I devised this proof that
$$\tag{1} \int_0^x \frac{\sin t}{t+1}dt > 0 \text{ ; } \forall x >0$$
The idea is to prove that the area from $(0,\pi)$ is greater than the absolute value of the negative area in $(\pi, 2\pi)$, and so on, so that the final area is always positive.

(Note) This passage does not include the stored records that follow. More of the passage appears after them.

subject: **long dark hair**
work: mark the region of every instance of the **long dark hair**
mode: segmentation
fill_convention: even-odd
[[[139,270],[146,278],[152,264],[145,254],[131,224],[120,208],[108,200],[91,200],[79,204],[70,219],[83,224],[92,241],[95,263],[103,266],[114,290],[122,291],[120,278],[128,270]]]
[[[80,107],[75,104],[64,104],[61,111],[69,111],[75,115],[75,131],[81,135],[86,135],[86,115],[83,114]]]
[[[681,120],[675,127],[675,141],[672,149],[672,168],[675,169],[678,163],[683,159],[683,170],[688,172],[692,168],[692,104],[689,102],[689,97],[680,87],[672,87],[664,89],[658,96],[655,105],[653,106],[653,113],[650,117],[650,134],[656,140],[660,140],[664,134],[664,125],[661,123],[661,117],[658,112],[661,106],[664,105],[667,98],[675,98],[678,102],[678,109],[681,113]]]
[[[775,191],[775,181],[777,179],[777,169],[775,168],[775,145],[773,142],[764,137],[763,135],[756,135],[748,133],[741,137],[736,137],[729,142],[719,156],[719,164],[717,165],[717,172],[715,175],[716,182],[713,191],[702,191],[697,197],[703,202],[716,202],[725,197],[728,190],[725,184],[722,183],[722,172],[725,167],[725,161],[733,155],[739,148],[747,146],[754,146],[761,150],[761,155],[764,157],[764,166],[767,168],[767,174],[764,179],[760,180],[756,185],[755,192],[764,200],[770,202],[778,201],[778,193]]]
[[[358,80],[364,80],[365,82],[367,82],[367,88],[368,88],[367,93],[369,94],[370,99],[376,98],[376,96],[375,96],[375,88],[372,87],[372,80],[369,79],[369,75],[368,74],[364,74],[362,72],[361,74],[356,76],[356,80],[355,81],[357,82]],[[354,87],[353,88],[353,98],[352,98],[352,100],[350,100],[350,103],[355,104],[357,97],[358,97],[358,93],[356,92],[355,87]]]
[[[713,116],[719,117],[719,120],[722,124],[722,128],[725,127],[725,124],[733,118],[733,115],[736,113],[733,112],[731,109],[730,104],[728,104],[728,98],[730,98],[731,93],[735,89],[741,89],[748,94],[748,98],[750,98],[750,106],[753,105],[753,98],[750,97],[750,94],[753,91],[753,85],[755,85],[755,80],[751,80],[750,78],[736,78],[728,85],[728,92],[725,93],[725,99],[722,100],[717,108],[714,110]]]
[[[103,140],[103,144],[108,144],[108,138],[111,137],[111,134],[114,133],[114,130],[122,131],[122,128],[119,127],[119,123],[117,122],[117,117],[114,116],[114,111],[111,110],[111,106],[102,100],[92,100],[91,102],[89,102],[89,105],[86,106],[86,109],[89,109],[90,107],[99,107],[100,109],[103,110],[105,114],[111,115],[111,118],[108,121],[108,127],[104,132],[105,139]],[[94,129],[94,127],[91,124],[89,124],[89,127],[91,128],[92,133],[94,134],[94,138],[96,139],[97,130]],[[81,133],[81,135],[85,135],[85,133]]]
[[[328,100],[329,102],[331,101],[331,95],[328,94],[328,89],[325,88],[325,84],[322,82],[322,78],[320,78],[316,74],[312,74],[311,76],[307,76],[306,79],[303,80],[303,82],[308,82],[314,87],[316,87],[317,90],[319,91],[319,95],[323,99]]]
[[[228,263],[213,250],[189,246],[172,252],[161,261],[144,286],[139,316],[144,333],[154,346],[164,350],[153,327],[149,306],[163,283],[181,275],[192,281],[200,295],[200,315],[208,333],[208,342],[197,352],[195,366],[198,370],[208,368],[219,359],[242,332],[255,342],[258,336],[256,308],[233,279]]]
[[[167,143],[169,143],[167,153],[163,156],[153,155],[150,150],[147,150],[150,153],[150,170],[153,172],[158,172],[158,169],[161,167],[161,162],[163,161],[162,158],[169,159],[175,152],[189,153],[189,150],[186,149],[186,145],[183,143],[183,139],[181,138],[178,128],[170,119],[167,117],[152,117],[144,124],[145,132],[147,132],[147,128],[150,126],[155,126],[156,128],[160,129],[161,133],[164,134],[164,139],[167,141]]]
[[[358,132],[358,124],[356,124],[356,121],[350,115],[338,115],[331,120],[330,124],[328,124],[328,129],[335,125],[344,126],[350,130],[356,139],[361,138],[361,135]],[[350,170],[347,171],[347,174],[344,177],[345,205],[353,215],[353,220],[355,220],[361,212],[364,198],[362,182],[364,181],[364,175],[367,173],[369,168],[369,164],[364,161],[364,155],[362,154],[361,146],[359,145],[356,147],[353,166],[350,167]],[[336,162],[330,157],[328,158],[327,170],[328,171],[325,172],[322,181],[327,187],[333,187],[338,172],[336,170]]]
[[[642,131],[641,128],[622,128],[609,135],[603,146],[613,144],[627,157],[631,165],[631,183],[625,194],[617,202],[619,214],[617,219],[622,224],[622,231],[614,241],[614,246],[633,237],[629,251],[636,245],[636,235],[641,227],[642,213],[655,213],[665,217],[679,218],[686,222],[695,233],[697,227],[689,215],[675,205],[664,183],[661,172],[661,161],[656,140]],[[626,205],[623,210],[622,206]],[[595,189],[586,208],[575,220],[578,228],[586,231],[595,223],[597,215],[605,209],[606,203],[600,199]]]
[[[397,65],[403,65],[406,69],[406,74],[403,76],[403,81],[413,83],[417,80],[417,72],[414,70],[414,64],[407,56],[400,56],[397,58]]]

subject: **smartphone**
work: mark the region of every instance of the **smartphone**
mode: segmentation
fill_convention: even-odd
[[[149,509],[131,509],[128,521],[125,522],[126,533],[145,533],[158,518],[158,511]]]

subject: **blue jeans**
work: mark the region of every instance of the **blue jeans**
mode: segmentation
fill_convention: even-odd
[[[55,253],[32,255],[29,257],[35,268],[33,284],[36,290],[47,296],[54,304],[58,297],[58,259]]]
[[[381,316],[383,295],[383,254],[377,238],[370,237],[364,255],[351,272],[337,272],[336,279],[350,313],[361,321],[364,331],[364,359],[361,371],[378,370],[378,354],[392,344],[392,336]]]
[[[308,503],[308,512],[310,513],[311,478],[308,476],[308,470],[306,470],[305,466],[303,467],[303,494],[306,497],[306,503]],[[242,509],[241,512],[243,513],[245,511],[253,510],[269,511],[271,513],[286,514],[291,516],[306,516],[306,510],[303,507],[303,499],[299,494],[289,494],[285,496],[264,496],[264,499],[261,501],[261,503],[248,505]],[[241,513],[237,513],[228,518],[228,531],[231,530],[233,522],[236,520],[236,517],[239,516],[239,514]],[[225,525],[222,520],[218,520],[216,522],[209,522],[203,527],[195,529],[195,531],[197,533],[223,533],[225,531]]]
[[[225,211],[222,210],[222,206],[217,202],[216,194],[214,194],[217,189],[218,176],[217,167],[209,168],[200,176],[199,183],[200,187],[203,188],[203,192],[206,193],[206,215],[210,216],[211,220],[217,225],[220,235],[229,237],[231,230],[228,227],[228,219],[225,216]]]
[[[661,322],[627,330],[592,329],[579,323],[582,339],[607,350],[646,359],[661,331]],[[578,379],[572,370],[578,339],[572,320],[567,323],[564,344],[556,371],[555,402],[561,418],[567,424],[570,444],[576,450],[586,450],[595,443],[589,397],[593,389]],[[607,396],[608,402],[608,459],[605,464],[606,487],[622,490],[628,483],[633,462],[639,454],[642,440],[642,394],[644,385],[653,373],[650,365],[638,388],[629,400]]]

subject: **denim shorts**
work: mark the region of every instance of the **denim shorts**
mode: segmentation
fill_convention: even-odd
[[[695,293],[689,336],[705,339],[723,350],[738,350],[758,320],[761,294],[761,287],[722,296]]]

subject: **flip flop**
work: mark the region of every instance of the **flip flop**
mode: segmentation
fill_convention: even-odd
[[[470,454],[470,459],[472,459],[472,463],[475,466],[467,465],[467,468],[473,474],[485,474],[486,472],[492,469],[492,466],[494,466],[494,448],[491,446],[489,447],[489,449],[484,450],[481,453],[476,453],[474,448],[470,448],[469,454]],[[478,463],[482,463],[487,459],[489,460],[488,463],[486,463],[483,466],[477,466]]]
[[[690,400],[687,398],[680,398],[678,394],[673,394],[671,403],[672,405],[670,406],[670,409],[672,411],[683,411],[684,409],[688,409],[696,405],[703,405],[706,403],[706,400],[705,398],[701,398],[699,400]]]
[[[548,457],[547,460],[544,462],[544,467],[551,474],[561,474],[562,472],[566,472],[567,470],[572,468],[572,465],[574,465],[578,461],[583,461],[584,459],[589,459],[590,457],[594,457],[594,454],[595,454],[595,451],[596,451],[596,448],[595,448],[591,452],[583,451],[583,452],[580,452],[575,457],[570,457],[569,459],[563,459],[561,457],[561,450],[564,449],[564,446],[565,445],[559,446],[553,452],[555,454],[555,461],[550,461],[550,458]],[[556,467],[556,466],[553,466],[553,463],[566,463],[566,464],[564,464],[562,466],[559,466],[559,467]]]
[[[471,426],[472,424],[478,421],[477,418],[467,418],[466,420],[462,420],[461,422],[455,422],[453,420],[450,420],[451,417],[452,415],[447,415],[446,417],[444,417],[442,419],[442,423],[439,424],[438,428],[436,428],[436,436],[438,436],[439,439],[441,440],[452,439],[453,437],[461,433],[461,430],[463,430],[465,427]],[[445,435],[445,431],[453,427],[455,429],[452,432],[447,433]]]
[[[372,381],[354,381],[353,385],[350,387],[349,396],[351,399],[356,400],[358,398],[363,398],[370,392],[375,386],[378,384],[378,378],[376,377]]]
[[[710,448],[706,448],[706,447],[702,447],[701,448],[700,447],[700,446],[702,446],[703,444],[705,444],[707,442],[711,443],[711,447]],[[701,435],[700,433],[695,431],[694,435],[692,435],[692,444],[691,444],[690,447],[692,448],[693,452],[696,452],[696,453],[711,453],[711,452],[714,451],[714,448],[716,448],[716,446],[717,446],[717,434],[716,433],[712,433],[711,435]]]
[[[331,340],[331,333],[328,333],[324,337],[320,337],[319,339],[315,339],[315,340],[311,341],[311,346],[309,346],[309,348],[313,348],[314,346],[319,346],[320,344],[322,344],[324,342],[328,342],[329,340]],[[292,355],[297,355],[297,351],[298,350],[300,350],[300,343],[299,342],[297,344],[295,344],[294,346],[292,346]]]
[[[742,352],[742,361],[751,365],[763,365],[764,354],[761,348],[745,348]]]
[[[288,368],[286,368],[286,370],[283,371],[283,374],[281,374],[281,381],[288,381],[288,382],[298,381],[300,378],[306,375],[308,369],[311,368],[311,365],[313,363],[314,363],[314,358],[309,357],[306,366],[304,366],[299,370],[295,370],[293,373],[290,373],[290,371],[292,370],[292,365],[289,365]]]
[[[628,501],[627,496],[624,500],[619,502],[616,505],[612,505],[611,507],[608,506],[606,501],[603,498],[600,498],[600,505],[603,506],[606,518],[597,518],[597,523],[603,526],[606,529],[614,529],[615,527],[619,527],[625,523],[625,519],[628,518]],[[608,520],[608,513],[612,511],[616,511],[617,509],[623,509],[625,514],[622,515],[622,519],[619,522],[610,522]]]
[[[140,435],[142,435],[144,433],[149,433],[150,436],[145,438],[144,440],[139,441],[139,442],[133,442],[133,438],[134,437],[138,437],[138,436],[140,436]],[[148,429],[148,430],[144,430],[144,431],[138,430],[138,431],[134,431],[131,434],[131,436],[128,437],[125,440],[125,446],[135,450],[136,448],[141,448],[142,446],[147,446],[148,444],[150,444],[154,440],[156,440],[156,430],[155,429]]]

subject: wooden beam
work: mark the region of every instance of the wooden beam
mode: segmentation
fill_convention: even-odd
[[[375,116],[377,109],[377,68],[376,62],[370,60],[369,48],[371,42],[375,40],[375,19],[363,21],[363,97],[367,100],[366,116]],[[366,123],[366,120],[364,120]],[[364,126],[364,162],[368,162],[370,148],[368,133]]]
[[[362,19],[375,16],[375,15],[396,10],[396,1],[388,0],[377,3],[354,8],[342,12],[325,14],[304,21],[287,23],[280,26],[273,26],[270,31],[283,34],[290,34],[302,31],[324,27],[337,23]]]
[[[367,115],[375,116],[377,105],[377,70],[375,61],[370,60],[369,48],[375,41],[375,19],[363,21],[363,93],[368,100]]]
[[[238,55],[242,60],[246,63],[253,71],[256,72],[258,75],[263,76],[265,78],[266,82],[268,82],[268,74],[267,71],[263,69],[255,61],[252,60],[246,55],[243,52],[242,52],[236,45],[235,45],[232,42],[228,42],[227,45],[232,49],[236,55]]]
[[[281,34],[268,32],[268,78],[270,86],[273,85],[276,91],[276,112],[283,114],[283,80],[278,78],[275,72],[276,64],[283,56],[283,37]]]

$f(x) = \dfrac{\sin x}{x+1}$ is positive if $\sin x >0$ and negative if $\sin x <0$. This is to say
$$f(x) >0 \Leftrightarrow x \in \bigcup_{k=0}^{\infty}(2k\pi,(2k+1)\pi)$$
$$f(x) <0 \Leftrightarrow x \in \bigcup_{k=1}^{\infty}((2k-1)\pi,2k\pi)$$
If we prove that $$\tag{2} |f(x)| > |f(x+\pi)|$$ for every $x$ then we prove $(1)$.
But,
$|f(x)| =\left| \dfrac{\sin x}{x+1} \right|$
$|f(x+\pi)| =\left| \dfrac{\sin (x+\pi)}{x+\pi+1} \right|=\left| \dfrac{\sin x}{x+\pi+1} \right|$
Thus $(2)$ is proven, and we then have that in general,
$$ |f(x+n \pi)| > |f(x+(n+1) \pi)|$$, thus
$$\int\limits_{\left( {2k} \right)\pi }^{\left( {2k + 1} \right)\pi } {\frac{{\sin t}}{{t + 1}}dt} + \int\limits_{\left( {2k + 1} \right)\pi }^{\left( {2k + 2} \right)\pi } {\frac{{\sin t}}{{t + 1}}dt} > 0$$
and then
$$ \int_0^x \frac{\sin t}{t+1}dt > 0 \text{ ; } \forall x >0$$
Is it right? And if it is right - is it understandable?